Riportiamo infine quanto scrive agli inizi del ‘900, G.B. Fedrizzi di Mezzolombardo, perché significativo che l’annosa questione delle liti, ancorché non più per fortuna con spargimento di sangue, era ancora ben viva.
“Sull’origine di questi nomignoli mi ricordo d’aver udito da fanciullo, raccontare questo. Fra i due paesi per questioni campanilistiche esistevano dei rancori che passavano di generazione in generazione, rancori sempre tenuti vivi sia dall’antagonismo fra gli interessi delle due ville sia dalle frequenti baruffe fra i buli di ambo le parti. Luogo degli scontri era naturalmente il confine fra i due paesi che era segnato dal Noce, cosicché le rive dello stesso e il ponte della “fucina” servivano da campo di battaglia. Ora avvenne che un giorno quei di Mezocorona appiccassero il fuoco ad un crocifisso posto alla metà del ponte dai Mezolombardi. Per salvare il loro crocifisso questi ultimi ricorsero all’aiuto delle forche e con questo impedirono l’atto sacrilego: di qui gli uni a gridare “brusacristi” e gli altri di rimando “forcoloti”. Il crocifisso citato da Fedrizzi non esiste sulle carte topografiche dell’epoca, ma possiamo certamente credere vi fosse perché porre crocifissi vicino ai corsi d’acqua è un topos della devozione popolare. Ne esiste infati tuttora uno, a lato del ponte della Retta sulla statale n. 43 che da Mezzolombardo porta a San Michele; così lo descrive il Brentari nel 1902 “…usciti dalla stazione …l’omnibus impiega sino a Mezolombardo circa un quarto d’ora…si lascia a sinistra una croce di ghisa col Cristo dorato e colla scritta: Rinnovato – dalla pietà dei fedeli – MDCCCLXXXVI”.

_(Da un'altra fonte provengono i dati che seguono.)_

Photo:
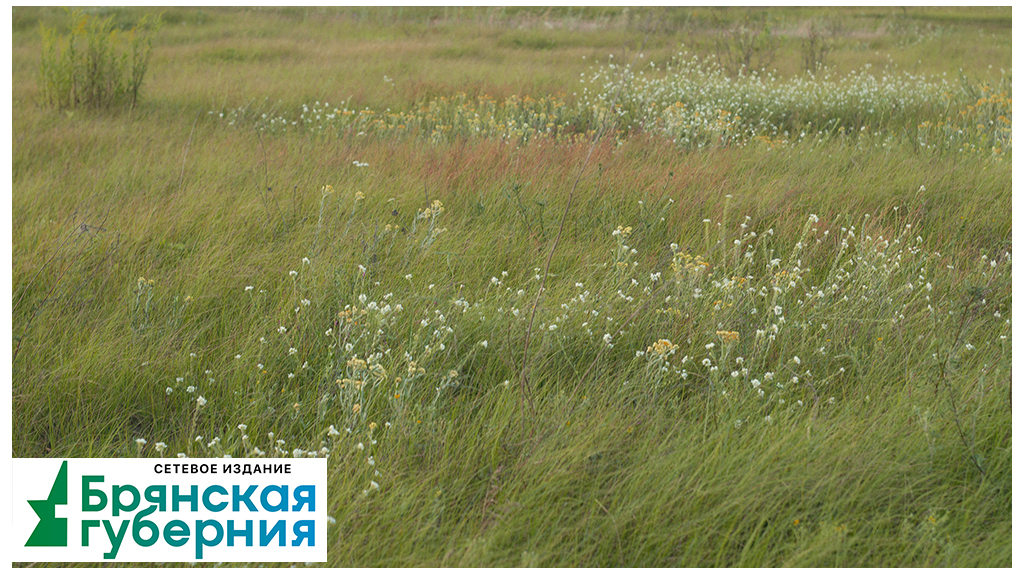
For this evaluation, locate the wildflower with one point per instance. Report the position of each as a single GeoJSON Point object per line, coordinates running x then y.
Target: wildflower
{"type": "Point", "coordinates": [728, 337]}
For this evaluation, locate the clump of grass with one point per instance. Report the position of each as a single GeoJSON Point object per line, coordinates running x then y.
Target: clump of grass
{"type": "Point", "coordinates": [95, 65]}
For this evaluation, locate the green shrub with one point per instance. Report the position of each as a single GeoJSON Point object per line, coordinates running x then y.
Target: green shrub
{"type": "Point", "coordinates": [95, 65]}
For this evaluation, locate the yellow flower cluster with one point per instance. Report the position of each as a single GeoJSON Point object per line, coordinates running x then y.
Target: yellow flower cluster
{"type": "Point", "coordinates": [435, 209]}
{"type": "Point", "coordinates": [728, 337]}
{"type": "Point", "coordinates": [663, 347]}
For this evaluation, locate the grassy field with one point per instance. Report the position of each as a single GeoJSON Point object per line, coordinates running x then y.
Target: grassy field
{"type": "Point", "coordinates": [549, 288]}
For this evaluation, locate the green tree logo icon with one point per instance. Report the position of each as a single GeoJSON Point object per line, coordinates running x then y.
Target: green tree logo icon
{"type": "Point", "coordinates": [51, 531]}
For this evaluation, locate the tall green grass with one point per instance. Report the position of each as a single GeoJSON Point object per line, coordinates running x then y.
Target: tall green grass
{"type": "Point", "coordinates": [765, 354]}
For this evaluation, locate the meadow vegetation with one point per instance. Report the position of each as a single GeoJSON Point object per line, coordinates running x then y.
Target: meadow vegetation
{"type": "Point", "coordinates": [548, 288]}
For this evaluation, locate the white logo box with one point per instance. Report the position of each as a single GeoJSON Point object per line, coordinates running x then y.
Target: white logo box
{"type": "Point", "coordinates": [170, 510]}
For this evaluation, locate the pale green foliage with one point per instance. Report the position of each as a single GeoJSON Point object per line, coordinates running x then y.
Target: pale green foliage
{"type": "Point", "coordinates": [95, 65]}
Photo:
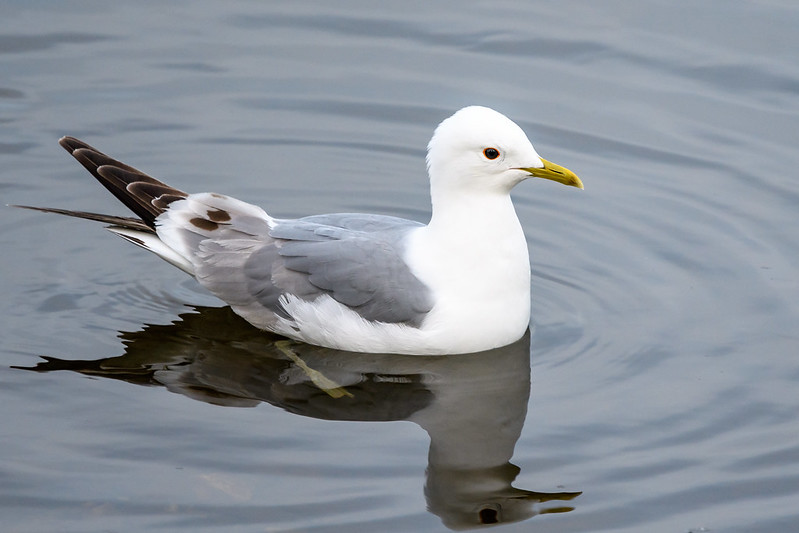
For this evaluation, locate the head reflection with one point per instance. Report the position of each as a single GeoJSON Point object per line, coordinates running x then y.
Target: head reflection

Quello che vediamo oggi però è di un uniforme, pesante color grigio, così restaurato nel 2014 dalla Provincia di Trento dopo un fortuito abbattimento da parte degli operai addetti ai lavori di sfalcio dell’erba laterale alla strada: anche questo crocifisso ha una sua storia che qui però non raccontiamo.
Ecco, quindi che nella storia passata esistono tutti gli ingredienti veri, non solo racconti, che hanno dato origine, tramandando, pur con inevitabili deformazioni e aggiunte, ai soprannomi giunti sino a noi. Un fondo di verità alla base delle denominazioni, che si è perso nel tempo, e che oggi, quando ancora si parla di questo, spesso molti non conoscono.